Флобер. Глава 7

                Глава 7.  1850



Арабская пословица гласит: «Остерегайся пилигрима». Это весьма благоразумно. В Гефсиманском саду на Масличной горе я видел трёх монахов-капуцинов за лёгким завтраком в обществе двух девиц, чьи белые груди так и сияли на солнце. Честные отцы с явным удовольствием ласкали красоток. Когда мы уходили, им принесли бутылку водки, и стаканчики уже были налиты. Вот как! С тех пор я перевидал в Сирии и Палестине достаточно капуцинов, кармелитов и прочей братии, и только утвердился в правильности арабской пословицы.               
               
                ***

  Одержимые сомнениями, мы похожи на тех несчастных верующих, которые из страха перед адом не видят жизни и будят утром своего духовника, чтобы покаяться в том, что видели эротические сны. О, вернись золотое время моей юности, когда я мог состряпать за три дня драму в пяти актах!
  Я, однако, оправился от ужасного удара, нанесённого мне неудачей со «Святым Антонием». Не стану хвалиться, я ещё немного ошеломлён, но уже не болен, как в первые четыре месяца путешествия, когда я всё видел как бы сквозь пелену досады и разочарования.

                ***

  Я влюбился в колоннаду Баальбекского храма.
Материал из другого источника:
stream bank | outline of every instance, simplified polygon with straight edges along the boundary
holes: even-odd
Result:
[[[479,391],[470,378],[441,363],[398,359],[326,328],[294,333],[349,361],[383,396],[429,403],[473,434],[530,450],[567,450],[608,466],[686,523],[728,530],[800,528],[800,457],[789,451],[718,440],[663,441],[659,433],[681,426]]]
Её камни сияют на солнце, словно резное позолоченное серебро. Время от времени проносится большая птица, махая в голубом воздухе бесшумными крыльями; тень её овального туловища на миг появляется на камнях и скользит по ним; потом опять покой, ветер и безмолвие.


                ***

 Человеческая глупость – нечто несокрушимое. Кто атакует её, тот сам о неё разбивается. Возвращаясь морем в Александрию, чтобы дальше плыть на Родос, я увидел издали на обелиске Помпея имя некоего Томпсона, начертанное двухметровыми буквами. Ну, не ловко ли придумано – заставить будущих путешественников думать о тебе и вспоминать тебя! Все остолопы – более или менее Томпсоны. Сколько встречаешь их в жизни в самых прекраснейших её местах, в самых чистых её уголках. И ведь они всегда нас одолевают, их так много, они так часто попадаются, у них такое отменное здоровье! Когда видишь их недолго, они забавны. Когда живёшь, окружённый ими, они доводят тебя до бешенства.

                ***

 Вчера утром я прибыл в Константинополь. Чувство своей малости, которое испытываешь, впервые попав в Париж, охватывает здесь вдвойне. На улицах и улочках теряешься, не видя ни их начала, ни конца. Среди города тут и там попадаются кладбища и рощи. С высоты Галатской башни открывается вид на все дома и все мечети, и на суда, которыми изобилуют бухты  от Золотого Рога до Босфора. Дома тоже можно уподобить кораблям, тогда получится целый неподвижный флот, в котором минареты играют роль мачт. На улицах и в общественных местах наблюдаю нравы.
Встречаются замечательные физиономии, существа, радующие пестротой и разнообразием вышивок и лохмотьев. Всё в грязных пятнах, дырах и позументах. А внутри – та же, что и на Западе, неизменная, несокрушимая человеческая подлость. Время от времени покупаю газету, чтобы узнать, что творится в Европе. Кажется, цивилизованный мир пустился во все тяжкие. Мы пляшем уже не на вулкане даже, а на изрядно подгнившей доске нужника. 

                ***

  Кстати, о сюжетах; у меня их сейчас три, хотя, возможно, это на самом деле один и тот же, что меня сильно удручает. 1) «Ночь Дон Жуана» - я задумал её, сидя в карантине на Родосе; 2) «Анубис» - история женщины, которая хочет быть любимой богом; 3) роман о фламандской девушке, умирающей девственницей в мистическом экстазе на руках у родителей, в глухой провинции, посреди садика, засаженного капустой и фруктовыми деревьями. Мучит меня сходство идей всех трёх замыслов.

                ***

  В Смирне, во время затянувшегося ненастья, задержавшего наше отплытие, взял в библиотеке Эжена Сю. Тошнотворно. Литература больна чахоткой.
Она плюёт кровью, она пускает слюни, она покрыта чирьями, которые скрывает под надушенными пластырями. Она так усердно причёсывалась, что у неё повылезли все волосы. Чтобы исцелить этого прокажённого, потребуется не один новый Христос от Искусства.
 
                ***

  Проплывая мимо Абидоса, я много думал о Байроне. Здесь его Восток, Восток кривых сабель, албанских костюмов и зарешеченных окон, глядящих на синие волны. А мне милее выжженный Восток бедуина, пустыня, золотистые дали Африки, крокодил, верблюд, жираф. Быть бедуином – пожалуйста; быть «гражданином» - никогда!